Wenn ich waldpädagogische Führungen zum Thema Boden anbiete, ist eine
der letzten Fragen, die ich an die Teilnehmer richte, die folgende:
Was ist das Geheimnis von Böden? Oder anders formuliert: Was macht
Boden zu dem, was er ist und leistet? Meistens beantworten wir diese
Frage mit der Feststellung: seine große innere Oberfläche! Genau
diese, durch Körnung und Gefüge geschaffene Einheit von fest, flüssig
und gasförmig legen die drei Autoren, die das bekannte Lehrbuch der
Bodenkundler aus Hannover und Kiel von Hartge und Horn weitergeführt
haben, in den ersten beiden Kapiteln dar. Auch im weiteren Verlauf des
Buches bauen sie darauf auf, indem sie in Kapitel 3 die
mechanisch-hydraulischen Kräftesysteme, dann die Wechselwirkungen
zwischen Wasser und Boden, die Verbreitung und Hydrostatik des
Bodenwasser und die Wasserbewegungen erläutern und in Kapitel 7 um
Betrachtungen zur Gasphase im Boden ergänzen. Dass von Körnung und
Gefüge ganz wesentlich das thermische Verhalten, der Wasser-, Wärme-
und Gashaushalt des Bodens und als Ergebnis daraus der Boden als
Pflanzenstandort abhängen, leuchtet unmittelbar ein und wird
dankenswerterweise im vorliegenden Buch ausführlich besprochen. Auch
auf weitere Fragen meiner waldpädagogischen Laienführung werden
wissenschaftliche Antworten gegeben: „Wovor hat der Boden Angst?“
(Physik der Erosion, Kapitel 11) und „Was macht der Boden beruflich?"
(Lösungstransport und Filterprozesse, Kapitel 12).

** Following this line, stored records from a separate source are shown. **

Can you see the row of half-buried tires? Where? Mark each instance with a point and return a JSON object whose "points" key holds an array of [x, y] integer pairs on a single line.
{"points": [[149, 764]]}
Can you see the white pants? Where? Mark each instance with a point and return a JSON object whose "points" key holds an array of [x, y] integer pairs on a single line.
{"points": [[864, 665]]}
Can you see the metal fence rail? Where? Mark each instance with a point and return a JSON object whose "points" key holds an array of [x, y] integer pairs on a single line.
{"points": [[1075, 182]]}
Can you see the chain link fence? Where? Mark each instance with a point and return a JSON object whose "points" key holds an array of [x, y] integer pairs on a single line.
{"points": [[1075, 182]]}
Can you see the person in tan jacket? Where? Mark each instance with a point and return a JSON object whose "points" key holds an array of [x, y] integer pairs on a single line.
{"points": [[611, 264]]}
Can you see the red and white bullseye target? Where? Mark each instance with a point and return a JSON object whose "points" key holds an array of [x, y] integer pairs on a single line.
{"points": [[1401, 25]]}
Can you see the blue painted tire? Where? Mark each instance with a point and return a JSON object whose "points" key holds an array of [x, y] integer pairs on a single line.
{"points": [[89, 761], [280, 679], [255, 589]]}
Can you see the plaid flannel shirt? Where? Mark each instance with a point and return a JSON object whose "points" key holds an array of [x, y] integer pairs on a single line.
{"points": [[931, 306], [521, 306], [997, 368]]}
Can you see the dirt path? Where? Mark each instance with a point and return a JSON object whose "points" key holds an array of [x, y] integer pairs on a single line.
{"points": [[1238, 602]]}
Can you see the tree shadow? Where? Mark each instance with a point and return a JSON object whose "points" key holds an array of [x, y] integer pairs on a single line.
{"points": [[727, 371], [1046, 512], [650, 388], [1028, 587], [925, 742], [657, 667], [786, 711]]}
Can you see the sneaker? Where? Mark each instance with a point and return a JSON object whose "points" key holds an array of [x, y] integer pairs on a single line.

Auf 321 Seiten geht es also um die Physik des Bodens, die den Lesenden
mit einer wunderbaren Mischung aus mathematischen sowie verbalen
Erklärungen verständlich gemacht wird. 22 Seiten Literaturverzeichnis
bieten Interessierten an, noch tiefer einzusteigen. Kapitel 15
(„Häufige Maßeinheiten und Umrechnungen“) schließlich hilft allen,
denen der Zusammenhang von Pascal und bar nicht mehr so geläufig ist.
Insgesamt kann das Buch nur vorbehaltlos empfohlen werden, denn in
allen Abschnitten wird nicht nur gesagt, dass etwas ist, wie es ist,
sondern es wird das Warum geklärt. (So wird selbst die Frage
beantwortet, warum die Korngrößenklassen so sonderbare Grenzen haben.)

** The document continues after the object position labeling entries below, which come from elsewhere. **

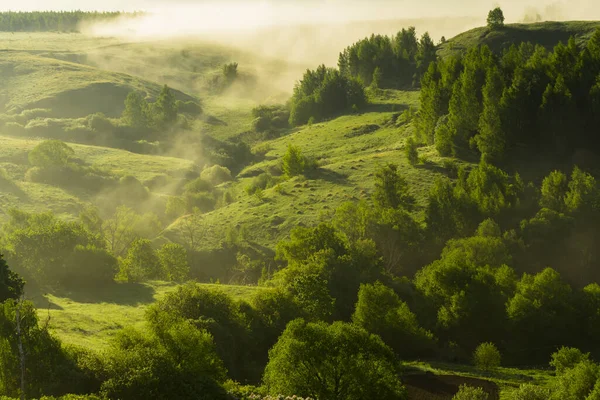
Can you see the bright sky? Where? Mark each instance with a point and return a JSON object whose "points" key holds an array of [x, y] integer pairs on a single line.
{"points": [[324, 9]]}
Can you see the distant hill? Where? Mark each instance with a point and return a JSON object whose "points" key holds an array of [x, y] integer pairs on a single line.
{"points": [[67, 89], [547, 34]]}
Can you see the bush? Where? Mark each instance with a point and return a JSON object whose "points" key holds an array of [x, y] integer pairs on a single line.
{"points": [[205, 202], [260, 182], [411, 152], [293, 162], [89, 266], [566, 358], [199, 185], [531, 392], [379, 310], [325, 92], [487, 356], [351, 363], [216, 175], [470, 393], [100, 123]]}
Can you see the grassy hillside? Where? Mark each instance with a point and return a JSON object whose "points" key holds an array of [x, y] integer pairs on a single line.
{"points": [[90, 319], [37, 197], [348, 149], [547, 34], [68, 90]]}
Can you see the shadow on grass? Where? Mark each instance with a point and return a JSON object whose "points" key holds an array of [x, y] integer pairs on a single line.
{"points": [[386, 107], [497, 374], [327, 175], [116, 293], [7, 186], [432, 167]]}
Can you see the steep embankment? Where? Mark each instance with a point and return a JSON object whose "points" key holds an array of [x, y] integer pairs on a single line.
{"points": [[547, 34]]}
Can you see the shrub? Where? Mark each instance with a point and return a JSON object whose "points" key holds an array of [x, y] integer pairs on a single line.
{"points": [[89, 266], [199, 185], [141, 263], [216, 175], [411, 152], [350, 362], [205, 202], [174, 262], [531, 392], [293, 162], [51, 153], [487, 356], [566, 358], [495, 19], [470, 393], [100, 123], [260, 182]]}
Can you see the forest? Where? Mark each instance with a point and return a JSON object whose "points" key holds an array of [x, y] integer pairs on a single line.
{"points": [[59, 21], [399, 215]]}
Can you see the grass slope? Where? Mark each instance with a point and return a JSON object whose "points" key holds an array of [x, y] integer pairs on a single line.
{"points": [[349, 149], [89, 319], [547, 34], [37, 197], [69, 90]]}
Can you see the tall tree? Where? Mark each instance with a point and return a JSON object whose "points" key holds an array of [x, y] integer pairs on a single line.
{"points": [[391, 189], [333, 362], [491, 140], [11, 285]]}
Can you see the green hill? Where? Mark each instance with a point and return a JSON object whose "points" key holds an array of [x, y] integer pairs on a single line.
{"points": [[547, 34]]}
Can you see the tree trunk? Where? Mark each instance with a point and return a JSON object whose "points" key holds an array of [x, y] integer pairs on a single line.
{"points": [[21, 352]]}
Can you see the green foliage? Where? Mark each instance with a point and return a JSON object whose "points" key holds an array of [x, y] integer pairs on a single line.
{"points": [[577, 382], [260, 182], [323, 93], [470, 393], [380, 311], [140, 263], [293, 162], [339, 361], [495, 19], [45, 249], [176, 361], [136, 112], [215, 312], [487, 356], [165, 108], [531, 392], [391, 189], [383, 61], [49, 369], [60, 21], [268, 118], [230, 72], [324, 272], [411, 152], [511, 104], [566, 358], [174, 262], [51, 154], [553, 191], [11, 285], [542, 303]]}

Schön ist zudem, dass auch die bisherigen Schwächen der Bodenphysik,
wie z. B. der häufige Ausschluss der organischen Substanz, offen
angesprochen sowie Perspektiven weiterer Forschungen aufgezeigt
werden.
Einfache, gut erklärende Skizzen und viele Tabellen und Diagramme
lockern den Text auf. Wie nah an den Lesenden die Autoren formulieren
können, soll an folgenden Beispielen demonstriert werden: Die mit
Studierenden immer wieder diskutierte Erscheinung der Hysterese der
pF-Kurve wird einfach zusammengefasst: „Außerdem erkennt man, dass der
Meniskus bei Be- und Entwässerung nicht an denselben Engpässen Halt
machen würde.“ Der abschließende Satz zur Thixotropie macht das
Einordnen in den Alltag leichter: „Vereinfacht heißt das, solange man
eine thixotrope Flüssigkeit umrührt, ist sie dünnflüssiger als
vorher.“
Ein Genuss für mich als Bodenkundlerin waren Abschnitte wie z. B. der
über die „Auswirkungen von Tierbewegungen und Pflanzenwuchs“, die im
Detail erklären, wie genau Regenwürmer und Pflanzenwurzeln durch den
Boden gelangen, oder das Kapitel über die Evaporation, das einem ein
Auflagehumuspaket mit L-, Of- und Oh-Lage als annähernd idealen
Verdunstungsverminderer erscheinen lässt.
Lediglich in einigen Fällen muss man gewisse Passagen zweimal lesen,
um sie zu verstehen, und manchmal hätte man sich noch ein paar
zusätzliche Informationen zu den knappen physikalischen Details
gewünscht, zum Beispiel ausführlichere Erläuterungen zu Drücken und
Spannungen im Boden. Der Titel des Buches „Einführung in die
Bodenphysik“ erscheint an solchen Stellen etwas untertrieben. Auch
sind die Kapitel ganz offenbar nicht für rasches Nachschlagen
geschrieben, denn eines baut auf den anderen gerade auch bei den
Begrifflichkeiten auf. Gelegentlich wird in einem früheren Abschnitt
auch in ein Thema eingeführt, das erst später ausführlich besprochen
wird. So werden z. B. schon auf Seite 68 die Kenngrößen des
Darcy-Gesetzes als Erklärung für das durch die Primärsetzung
austretende Wasser herangezogen, obwohl dieses Gesetz erst in Kapitel
4 und v. a. in Kapitel 6 behandelt wird. Solche kleineren
Inkonsistenzen sind vermutlich der Bearbeitung der einzelnen Kapitel
durch jeweils einen der drei Autoren geschuldet. Leider enthält das
Buch kein Glossar, in dem man Begriffe und ihre Definitionen –
„Schlupf“, „Schubspannung“, „Quickerde“ oder „träge Masse“ – nachsehen
könnte. Ein letzter kleiner Kritikpunkt, zumindest in dem mir
vorliegenden Exemplar, ist die nur mittelmäßige drucktechnische
Ausführung, die dazu führt, dass einige Seiten wegen
Doppelbeschriftung kaum zu lesen sind.
Alles in allem ist „Einführung in die Bodenphysik“ ein außergewöhnlich
gutes Lehrbuch, dem man die lange Reifung seit seiner ersten Auflage
im Jahr 1978 bis zur heutigen 4. Auflage und die vielfältige Erprobung
im Universitätsalltag überaus positiv anmerkt.